The leak of sensitive information about the Indian Scorpene submarines program was done from an office in Adelaide which is believed to be South Australian crossbench senator Nick Xenophon’s electorate office, an Australian newspaper reports.
Former submariner turned political staffer Rex Patrick, an adviser to Xenophon, has been identified as the source of information for a front page newspaper story in August that triggered an international furore that embarrassed India and the French government-owned submarine builder DCNS, Sydney Morning Herald reports quoting an investigation done by Fairfax Media.
The leak of thousands of pages of information included stealth capabilities and sensitive data related to diving, sonar, noise and the combat system.

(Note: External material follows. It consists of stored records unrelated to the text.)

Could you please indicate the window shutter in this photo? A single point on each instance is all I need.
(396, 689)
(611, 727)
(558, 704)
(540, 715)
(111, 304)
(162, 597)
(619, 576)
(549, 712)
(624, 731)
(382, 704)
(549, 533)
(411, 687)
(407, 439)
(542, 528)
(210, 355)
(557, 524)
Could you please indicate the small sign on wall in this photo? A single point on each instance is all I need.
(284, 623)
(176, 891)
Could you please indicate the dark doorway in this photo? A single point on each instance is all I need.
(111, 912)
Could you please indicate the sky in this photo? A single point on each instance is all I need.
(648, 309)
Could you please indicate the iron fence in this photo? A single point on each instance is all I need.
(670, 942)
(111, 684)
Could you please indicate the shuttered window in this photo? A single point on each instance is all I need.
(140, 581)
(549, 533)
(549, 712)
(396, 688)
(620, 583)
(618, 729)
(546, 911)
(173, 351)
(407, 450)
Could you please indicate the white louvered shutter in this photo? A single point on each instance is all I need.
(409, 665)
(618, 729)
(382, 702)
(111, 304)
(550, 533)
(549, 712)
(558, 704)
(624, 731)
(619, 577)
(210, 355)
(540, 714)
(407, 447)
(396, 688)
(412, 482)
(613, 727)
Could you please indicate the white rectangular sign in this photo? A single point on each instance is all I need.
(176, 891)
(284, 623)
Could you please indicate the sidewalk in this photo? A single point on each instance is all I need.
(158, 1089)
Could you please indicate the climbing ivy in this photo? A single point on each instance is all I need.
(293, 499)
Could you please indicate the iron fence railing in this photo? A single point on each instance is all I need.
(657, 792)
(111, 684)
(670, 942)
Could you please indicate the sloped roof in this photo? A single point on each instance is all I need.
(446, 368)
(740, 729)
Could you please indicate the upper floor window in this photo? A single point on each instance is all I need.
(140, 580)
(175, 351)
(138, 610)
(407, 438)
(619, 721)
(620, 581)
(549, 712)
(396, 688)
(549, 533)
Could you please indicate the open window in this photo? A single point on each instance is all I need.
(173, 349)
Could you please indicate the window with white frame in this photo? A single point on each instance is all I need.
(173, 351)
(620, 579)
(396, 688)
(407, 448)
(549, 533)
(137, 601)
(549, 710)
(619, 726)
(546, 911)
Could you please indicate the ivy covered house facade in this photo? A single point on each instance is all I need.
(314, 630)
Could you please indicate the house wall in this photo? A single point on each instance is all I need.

According to the report, it was revealed that Senate fully supported his staffer who alerted the media organisation to its existence along with a few redacted sample pages to prove the breach was real.
An investigation has also discovered Mr Patrick tried to tell the Department of Defence in 2013 that DCNS had suffered the major data breach, but the senior navy officer he spoke to did not act on the information.
In August, The Australian revealed details on the leak which contained the entire secret combat capability of the six Scorpene-class submarines that French shipbuilder DCNS has designed for the Indian Navy.
The leak sparked grave concern in Australia and especially in the US where senior navy officials have privately expressed fears about the security of top-secret data entrusted to France.
Australian Defence Minister Marise Payne was quoted as saying that the government "does not consider the unauthorised disclosure of information to be appropriate or in the public interest".
"The Australian government will review the security clearance of any individual or individuals who may have been involved in the alleged unauthorised disclosure," she said on Saturday.